Part 18 (1/2)

KIL ARTHUR.

There was a time long ago, and if we had lived then, we shouldn't be living now.

In that time there was a law in the world that if a young man came to woo a young woman, and her people wouldn't give her to him, the young woman should get her death by the law.

There was a king in Erin at that time who had a daughter, and he had a son too, who was called Kil Arthur, son of the monarch of Erin.

Now, not far from the castle of the king there was a tinker; and one morning he said to his mother: ”Put down my breakfast for me, mother.”

”Where are you going?” asked the mother.

”I'm going for a wife.”

”Where?”

”I am going for the daughter of the king of Erin.”

”Oh! my son, bad luck is upon you. It is death to ask for the king's daughter, and you a tinker.”

”I don't care for that,” said he.

So the tinker went to the king's castle. They were at dinner when he came, and the king trembled as he saw him.

Though they were at table, the tinker went into the room.

The king asked: ”What did you come for at this time?”

”I came to marry your daughter.”

”That life and strength may leave me if ever you get my daughter in marriage! I'd give her to death before I would to a tinker.”

Now Kil Arthur, the king's son, came in, caught the tinker and hanged him, facing the front of the castle. When he was dead, they made seven parts of his body, and flung them into the sea.

Then the king had a box made so close and tight that no water could enter, and inside the box they fixed a coffin; and when they had put a bed with meat and drink into the coffin, they brought the king's daughter, laid her on the bed, closed the box, and pushed it into the open sea. The box went out with the tide and moved on the water for a long time; where it was one day it was not the next,--carried along by the waves day and night, till at last it came to another land.

Now, in the other land was a man who had spent his time in going to sea, till at length he got very poor, and said: ”I'll stay at home now, since G.o.d has let me live this long. I heard my father say once that if a man would always rise early and walk along the strand, he would get his fortune from the tide at last.”

One morning early, as this man was going along the strand, he saw the box, and brought it up to the sh.o.r.e, where he opened it and took out the coffin. When the lid was off the coffin, he found a woman inside alive.

”Oh!” said he, ”I'd rather have you there than the full of the box of gold.”

”I think the gold would be better for you,” said the woman.

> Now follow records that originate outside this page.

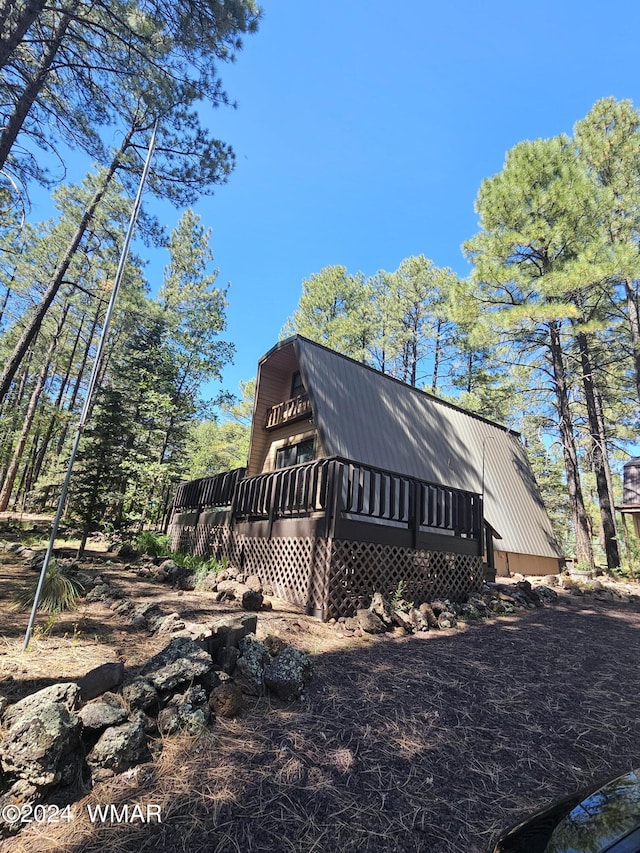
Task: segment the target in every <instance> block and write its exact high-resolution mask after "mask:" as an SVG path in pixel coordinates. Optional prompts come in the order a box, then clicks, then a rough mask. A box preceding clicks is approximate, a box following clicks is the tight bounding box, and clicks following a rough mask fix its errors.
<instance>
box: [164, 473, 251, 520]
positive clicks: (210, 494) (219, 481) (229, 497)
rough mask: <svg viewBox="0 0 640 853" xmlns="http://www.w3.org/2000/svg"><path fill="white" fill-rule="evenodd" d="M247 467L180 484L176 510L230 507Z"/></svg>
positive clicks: (200, 510) (175, 507)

He took the stranger to his house, and gave her food and drink. Then he made a great cross on the ground, and clasping hands with the woman, jumped over the arms of the cross, going in the same direction as the sun. This was the form of marriage in that land. They lived together pleasantly. She was a fine woman, worked well for her husband, and brought him great wealth, so that he became richer than any man; and one day, when out walking alone, he said to himself: ”I am able to give a grand dinner now to Ri Fohin, Sladaire Mor [king under the wave, the great robber], who owns men, women, and every kind of beast.”

Then he went home and invited Ri Fohin to dinner. He came with all the men, women, and beasts he had, and they covered the country for six miles.

The beasts were fed outside by themselves, but the people in the house.